How do you know about participants’ health conditions?
Although the process is all anonymised, we have a lot of data about the participants, all of which is linked to the ID chips in their smart cards.

Using our data, wse’re able to show how, before a Beat the Street project starts, on average 35 per cent of the community will be active. By the end of the seven weeks that statistic goes up to 45 per cent. A year later, it’s still at the same level – those people are still being active. We always aim to create a habit and then we signpost people into trying out other activities, which could be anything from Zumba classes to nature walks in the local area.

We’re also introducing a facility whereby, after the seven weeks is up, local fitness providers can swipe people’s smartcards on their NFC phones to track attendance. If they can show lots of attendees who were previously inactive, or who have health conditions, they may be able to get NHS funding.

What are your plans for Beat the Street?
Last year we had 175,000 people playing Beat the Street in areas around the UK. This year we’re on track for about 300,000 people. We’ve also run it in Poland, Italy, Greece, Austria – all under an EU grant.

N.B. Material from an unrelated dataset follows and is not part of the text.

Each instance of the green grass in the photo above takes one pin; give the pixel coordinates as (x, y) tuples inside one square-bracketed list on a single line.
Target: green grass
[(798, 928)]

What can gyms learn from it?
We get people engaged with activity in a non-scary way and then signpost them towards other fun activities. If operators want people to choose the gym, they have to put the enjoyment back into their offering. Gyms have to start where people are, not where they want them to be. Why does membership have to mean going to the gym? Why can’t gyms offer memberships based around health walks outdoors, for example?